Le gouvernement fédéral, quant à lui, se laisse enfermer dans ce calendrier pour des raisons idéologiques, estime Jean-Marc Nollet: il s'est braqué sur les choix nucléaires pour montrer sa prétendue différence, alors qu'une alternative existe.

"Vous ne connaissez pas le secteur", répond Electrabel à Ecolo/Groen. Electrabel dément ces accusations, affirmant que le calendrier présenté par Ecolo/Groen "n'a strictement rien à voir" avec une quelconque volonté d'organiser la pénurie, car le report au 1er juillet de la durée d'indisponibilité de Doel 3 et Tihange 2 est dû à des questions supplémentaires, requêtes et autres suggestions posées par l'AFCN, l'Agence fédérale de contrôle nucléaire.

Electrabel souligne aussi que la fermeture de centrales aux gaz en Belgique et en Europe ne lui est pas propre. "C'est la forte détérioration des conditions de marché et le fort soutien au renouvelable qui ont rendu non rentables, partout en Europe, ces centrales qui assurent l'approvisionnement en cas de pics de consommation ou quand il n'y a ni vent ni soleil".

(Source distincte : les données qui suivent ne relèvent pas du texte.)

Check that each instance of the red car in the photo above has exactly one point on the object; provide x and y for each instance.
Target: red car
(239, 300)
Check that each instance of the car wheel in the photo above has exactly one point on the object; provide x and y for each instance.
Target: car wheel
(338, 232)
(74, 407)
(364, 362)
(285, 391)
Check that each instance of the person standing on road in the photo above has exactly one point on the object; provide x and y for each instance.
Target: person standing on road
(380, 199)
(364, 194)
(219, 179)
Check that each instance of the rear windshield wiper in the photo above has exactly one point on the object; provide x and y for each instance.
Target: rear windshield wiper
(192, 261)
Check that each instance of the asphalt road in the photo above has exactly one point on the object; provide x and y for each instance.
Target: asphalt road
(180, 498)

Elle rappelle que la décision de sortie du nucléaire en 2003 n'a pas été accompagnée d'une stratégie à long terme permettant d'attirer les investissements nécessaires pour assurer le remplacement des capacités à fermer.

La ministre fédérale de l'Energie, Marie-Christine Marghem, réfute elle aussi les accusations du groupe Ecolo/Groen à la Chambre.

La prolongation des réacteurs Doel 1 et Doel 2 fait l'objet de négociations avec Electrabel qui doivent aboutir pour le 30 novembre prochain, sans quoi cette prolongation n'ira pas au-delà du 31 mars 2016. "Ce n'est donc pas Electrabel qui dicte sa loi", soutient Marie-Christine Marghem.
La loi prévoit qu'un producteur qui annonce la fermeture d'une centrale thermique est obligé de participer à l'appel d'offres pour la réserve stratégique.  "Dans l'hypothèse où le prix demandé pour participer à la réserve stratégique est jugé déraisonnable par le régulateur fédéral (Creg), la ministre peut imposer, par arrêté royal, les prix et les volumes à un ou plusieurs soumissionnaires, au nom de la sécurité d'approvisionnement", ajoute Mme Marghem.